The Information Commissioner’s Office said the venue’s staff found an envelope containing four “official sensitive” documents in September last year and handed them to police.
“A government investigation concluded the Home Office was the most likely source of the documents,” a statement added.
“The reprimand has been issued to the home secretary, as the data controller for the Home Office.”
The documents included two reports by the government’s Extremism Analysis Unit, which analyses ideologies that have an impact on British interests and security.
There were also two copies of a Counter Terrorism Policing report on an unnamed visa applicant who was seeking to travel to the UK.
The ICO did not identify the location where the documents were found but said it was a public venue in London.
It said that the documents were marked official-sensitive and contained specific handling instructions aiming to ensure security and confidentiality.
“The handling instructions for the reports were not followed as they were found unsecured in a venue in London, where they were accessed by unauthorised individuals,” said a letter from the ICO to Home Office permanent secretary Matthew Rycroft.
“[The Home Office] first became aware of the breach on 6 September 2021, however the breach was not reported to the ICO until 4 April 2022.”
The statutory time limit for reporting data breaches to the ICO is 72 hours but officials chose to launch an internal investigation by the Cabinet Office’s Government Security Group instead.
The ICO said the Home Office has subsequently put in place measures to ensure similar documents are given unique reference numbers.

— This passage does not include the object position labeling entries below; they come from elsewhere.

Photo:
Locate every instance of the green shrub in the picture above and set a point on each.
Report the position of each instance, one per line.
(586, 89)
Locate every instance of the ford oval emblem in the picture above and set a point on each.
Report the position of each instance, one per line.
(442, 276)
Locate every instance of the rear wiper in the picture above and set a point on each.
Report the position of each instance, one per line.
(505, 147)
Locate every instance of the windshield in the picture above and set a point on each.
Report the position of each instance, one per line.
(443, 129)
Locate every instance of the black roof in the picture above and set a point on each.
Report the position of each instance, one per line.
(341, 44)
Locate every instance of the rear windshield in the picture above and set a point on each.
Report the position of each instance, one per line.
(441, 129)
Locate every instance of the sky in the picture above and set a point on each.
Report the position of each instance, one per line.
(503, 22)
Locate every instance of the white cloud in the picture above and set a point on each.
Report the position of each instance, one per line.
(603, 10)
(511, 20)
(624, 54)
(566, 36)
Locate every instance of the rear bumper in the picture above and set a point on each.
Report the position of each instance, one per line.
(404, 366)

It recommended a review of the handling instructions around official-sensitive information, consideration of a sign out process when documents leave government premises, and a review of training provided to staff around the handling of records containing personal data.
Information Commissioner John Edwards said: “Government officials are expected to work with sensitive documents in order to run the country.
“There is an expectation, both in law and from the people the government serves, that this information will be treated respectfully and securely. In this instance that did not happen, and I expect the department to take steps to avoid similar mistakes in the future.”
A Home Office spokesperson said it would take the ICO’s recommendations into consideration but insisted that the UK has “one of the most robust and transparent oversight regimes for the protection of personal data and privacy anywhere in the world”.
A statement added: “We continue to ensure that robust controls and independent oversight are in place to ensure we are fully compliant with requirements on processing of personal data.”